Rep. Jack Quinn's long-shot effort at immediately turning U.S. Route 219 into an interstate appears to have failed -- at least for now.
The House Transportation and Infrastructure Committee approved an amendment Wednesday to a key highway bill that, among other things, designates the Southern Tier's Route 17 as an interstate.
But Rep. Bud Shuster, R-Pa., committee chairman, rebuffed Quinn's plea to get the same status for Route 219, which local leaders want upgraded so that Buffalo and Toronto will finally have a direct four-lane highway linking them to points in the Southeast.
Shuster included the Route 17 provision, backed strongly by Sen. Daniel Patrick Moynihan, D-N.Y., in an amendment making technical changes in the highway bill, which will set federal transportation policy for the next several years.

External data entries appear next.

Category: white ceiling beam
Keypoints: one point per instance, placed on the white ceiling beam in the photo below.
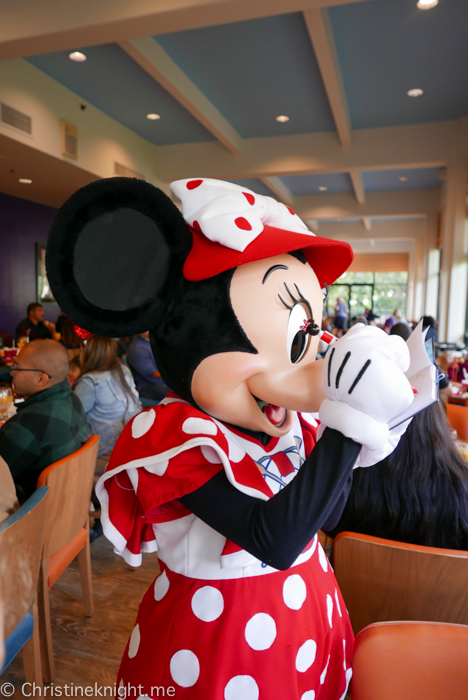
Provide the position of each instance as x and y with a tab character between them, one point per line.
318	26
408	203
418	145
31	27
279	189
160	66
358	186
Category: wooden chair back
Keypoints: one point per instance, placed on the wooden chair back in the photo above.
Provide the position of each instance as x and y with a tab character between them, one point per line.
458	419
384	580
71	481
21	537
411	660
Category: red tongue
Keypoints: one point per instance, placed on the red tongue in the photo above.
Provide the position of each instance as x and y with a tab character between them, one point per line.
275	414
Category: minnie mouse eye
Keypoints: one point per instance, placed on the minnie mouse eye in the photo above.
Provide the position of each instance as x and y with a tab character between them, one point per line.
297	339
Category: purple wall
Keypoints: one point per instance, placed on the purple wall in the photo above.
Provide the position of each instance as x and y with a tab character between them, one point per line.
22	225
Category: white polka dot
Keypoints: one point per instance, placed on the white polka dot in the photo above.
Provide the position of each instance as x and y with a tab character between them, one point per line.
185	668
236	453
143	422
306	655
161	586
241	687
324	672
260	631
159	468
323	558
294	592
330	610
134	642
193	426
208	603
210	454
337	601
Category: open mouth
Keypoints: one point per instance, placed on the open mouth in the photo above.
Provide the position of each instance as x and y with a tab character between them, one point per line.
275	414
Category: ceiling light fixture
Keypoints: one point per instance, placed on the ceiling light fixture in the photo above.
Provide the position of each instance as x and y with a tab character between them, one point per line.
77	56
426	4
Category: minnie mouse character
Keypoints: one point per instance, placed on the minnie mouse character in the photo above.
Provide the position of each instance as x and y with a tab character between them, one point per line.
226	478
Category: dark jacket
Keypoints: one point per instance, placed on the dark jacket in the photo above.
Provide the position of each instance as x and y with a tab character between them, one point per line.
48	425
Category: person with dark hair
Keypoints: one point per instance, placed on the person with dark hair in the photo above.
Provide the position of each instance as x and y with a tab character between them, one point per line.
401	329
418	494
33	326
145	372
107	392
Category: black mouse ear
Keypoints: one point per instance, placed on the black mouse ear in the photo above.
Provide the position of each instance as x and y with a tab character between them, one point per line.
114	255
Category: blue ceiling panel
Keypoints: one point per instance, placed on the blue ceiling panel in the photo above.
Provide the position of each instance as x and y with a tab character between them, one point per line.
336	183
416	179
111	81
387	47
255	70
255	185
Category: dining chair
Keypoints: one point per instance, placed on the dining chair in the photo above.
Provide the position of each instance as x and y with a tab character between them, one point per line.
21	539
411	661
458	419
66	536
383	580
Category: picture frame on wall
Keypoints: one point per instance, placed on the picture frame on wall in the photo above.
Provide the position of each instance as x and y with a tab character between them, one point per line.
44	293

Quinn introduced his Route 219 amendment as a stand-alone measure but quickly withdrew it, knowing that debate on the entire highway bill was about to be postponed for six months.
Quinn said he was "trying to hit a home run" by getting interstate designation for Route 219. "I've said all along that Route 219 had to be done in phases," he said.
Natalie Harder, a business development officer with the Greater Buffalo Partnership, agreed. "Our slogan has been: 219 in the year 2019," she said.
Quinn's proposal would have designated Route 219 as an interstate all the way to Interstate 80, a key east-west route that bisects Pennsylvania.
In private discussions, Shuster staffers told Quinn staffers that the 219 interstate proposal would tie the federal government into a huge financial commitment, since it would force construction of a four-lane highway to replace the winding two-lane section of Route 219 in Pennsylvania.
Quinn stressed that there are still plenty of opportunities for obtaining additional funding to improve Route 219, since Shuster delayed further action on his $200 billion highway bill until 1998.